Pettiford was born at Okmulgee, Oklahoma; his mother was Choctaw and his father was half Cherokee and half African American. Like many people with African-American and Native American ancestry, his Native heritage was not generally known except to a few close friends, such as David Amram.

He grew up playing in the family band in which he sang and danced before switching to piano at the age of 12 then to double bass when he was 14. He is quoted as say he did not like the way people were playing the bass so he developed his own way of playing it. Despite being admired by the likes of Milt Hinton at the age of 14, he gave up in 1941 as he did not believe he could make a living. Five months later, he once again met Milt, who persuaded him to return to music.

In 1942 he joined the Charlie Barnet band and in 1943 gained wider public attention after recording with Coleman Hawkins on his "The Man I Love". Pettiford also recorded with Earl Hines and Ben Webster around this time. He and Dizzy Gillespie led a bop group in 1943. In 1945 Pettiford went with Hawkins to California, where he appeared in The Crimson Canary, a mystery movie known for its jazz soundtrack, which also featured Josh White. He then worked with Duke Ellington from 1945 to 1948 and for Woody Herman in 1949 before working mainly as a leader in the 1950s.

As a leader he inadvertently discovered Cannonball Adderley. After one of his musicians had tricked him into letting Adderley, an unknown music teacher, onto the stand, he had Adderley solo on a demanding piece, on which Adderley performed impressively.

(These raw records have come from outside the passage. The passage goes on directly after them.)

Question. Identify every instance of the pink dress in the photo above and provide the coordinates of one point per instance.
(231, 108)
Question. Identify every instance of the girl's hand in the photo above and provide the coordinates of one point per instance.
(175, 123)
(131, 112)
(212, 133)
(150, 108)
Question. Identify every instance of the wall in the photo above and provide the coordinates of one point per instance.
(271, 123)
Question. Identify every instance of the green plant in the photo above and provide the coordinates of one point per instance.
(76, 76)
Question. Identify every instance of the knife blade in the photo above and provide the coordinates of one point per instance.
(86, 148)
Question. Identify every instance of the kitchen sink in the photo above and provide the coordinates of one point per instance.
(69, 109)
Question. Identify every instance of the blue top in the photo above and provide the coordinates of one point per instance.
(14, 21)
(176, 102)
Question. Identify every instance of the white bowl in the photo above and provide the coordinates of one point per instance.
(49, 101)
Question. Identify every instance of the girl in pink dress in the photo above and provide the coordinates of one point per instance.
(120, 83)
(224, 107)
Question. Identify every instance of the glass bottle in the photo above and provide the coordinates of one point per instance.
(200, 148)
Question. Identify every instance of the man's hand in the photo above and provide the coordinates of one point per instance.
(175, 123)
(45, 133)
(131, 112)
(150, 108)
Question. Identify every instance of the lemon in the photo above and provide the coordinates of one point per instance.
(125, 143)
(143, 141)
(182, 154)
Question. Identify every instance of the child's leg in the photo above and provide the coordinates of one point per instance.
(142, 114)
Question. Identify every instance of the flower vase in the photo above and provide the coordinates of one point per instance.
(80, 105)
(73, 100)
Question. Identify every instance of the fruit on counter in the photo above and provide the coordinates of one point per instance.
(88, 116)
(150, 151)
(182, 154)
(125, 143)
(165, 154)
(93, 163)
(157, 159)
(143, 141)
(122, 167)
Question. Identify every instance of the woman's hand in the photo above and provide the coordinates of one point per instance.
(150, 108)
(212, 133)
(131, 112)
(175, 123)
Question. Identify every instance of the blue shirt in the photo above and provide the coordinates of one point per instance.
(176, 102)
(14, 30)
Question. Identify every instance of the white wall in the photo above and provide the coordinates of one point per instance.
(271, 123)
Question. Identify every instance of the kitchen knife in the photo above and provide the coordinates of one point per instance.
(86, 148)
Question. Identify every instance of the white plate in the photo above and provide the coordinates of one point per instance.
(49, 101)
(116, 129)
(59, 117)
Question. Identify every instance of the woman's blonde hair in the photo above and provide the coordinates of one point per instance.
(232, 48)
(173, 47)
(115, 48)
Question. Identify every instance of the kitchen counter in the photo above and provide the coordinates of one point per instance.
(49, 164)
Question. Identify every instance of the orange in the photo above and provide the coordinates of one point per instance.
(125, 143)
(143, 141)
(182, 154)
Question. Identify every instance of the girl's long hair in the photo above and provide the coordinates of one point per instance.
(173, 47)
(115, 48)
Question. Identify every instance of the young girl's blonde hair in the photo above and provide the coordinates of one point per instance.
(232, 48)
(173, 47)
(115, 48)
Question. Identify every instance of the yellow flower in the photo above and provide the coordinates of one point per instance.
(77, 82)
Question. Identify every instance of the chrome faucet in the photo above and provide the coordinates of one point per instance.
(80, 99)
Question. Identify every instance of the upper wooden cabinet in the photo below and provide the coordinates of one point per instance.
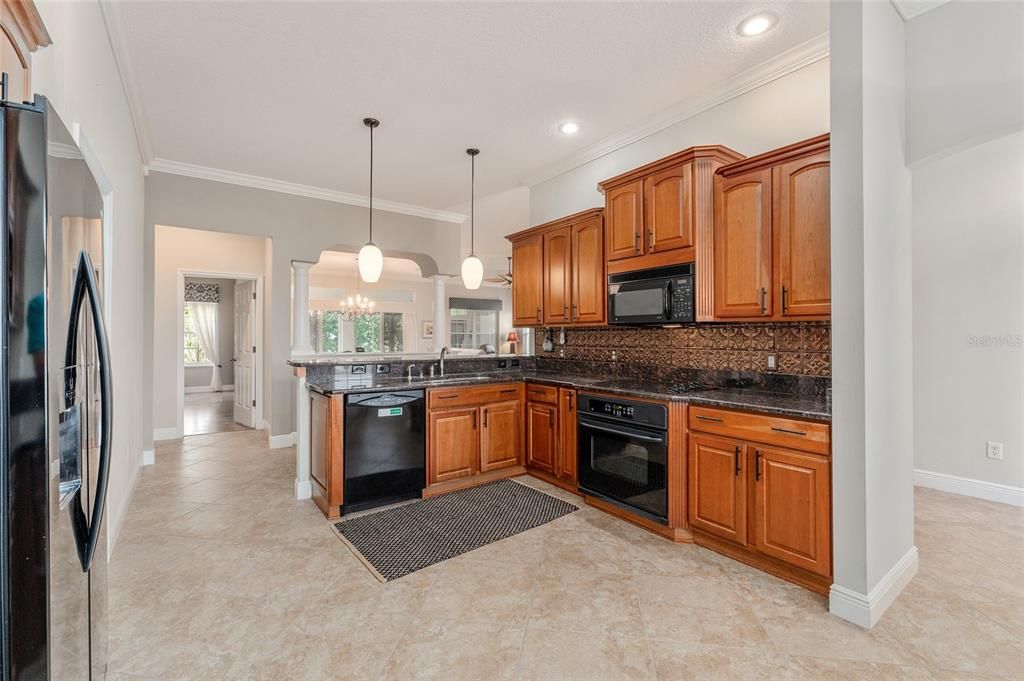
(772, 252)
(558, 272)
(527, 281)
(656, 215)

Pettiford is considered the pioneer of the cello as a solo instrument in jazz music. He first played the cello as a practical joke on his band leader (Woody Herman) when he walked off stage during his solo spot and came back, unexpectedly with a cello and played on that. In 1949, after suffering a broken arm, Pettiford found it impossible to play his bass, so he experimented with a cello a friend had lent him. Tuning it in fourths, like a double bass, but one octave higher, Pettiford found it possible to perform during his rehabilitation (during which time his arm was in a sling) and made his first recordings with the instrument in 1950. The cello thus became his secondary instrument, and he continued to perform and record with it throughout the remainder of his career. He died in Copenhagen, Denmark, from a virus closely related to Polio.

He recorded extensively during the 1950s for the Debut, Bethlehem and ABC Paramount labels among others, and for European companies after he moved to Copenhagen in 1958. Along with his contemporary, Charles Mingus, Pettiford stands out as one of the most-recorded bass-playing bandleader/composers in jazz.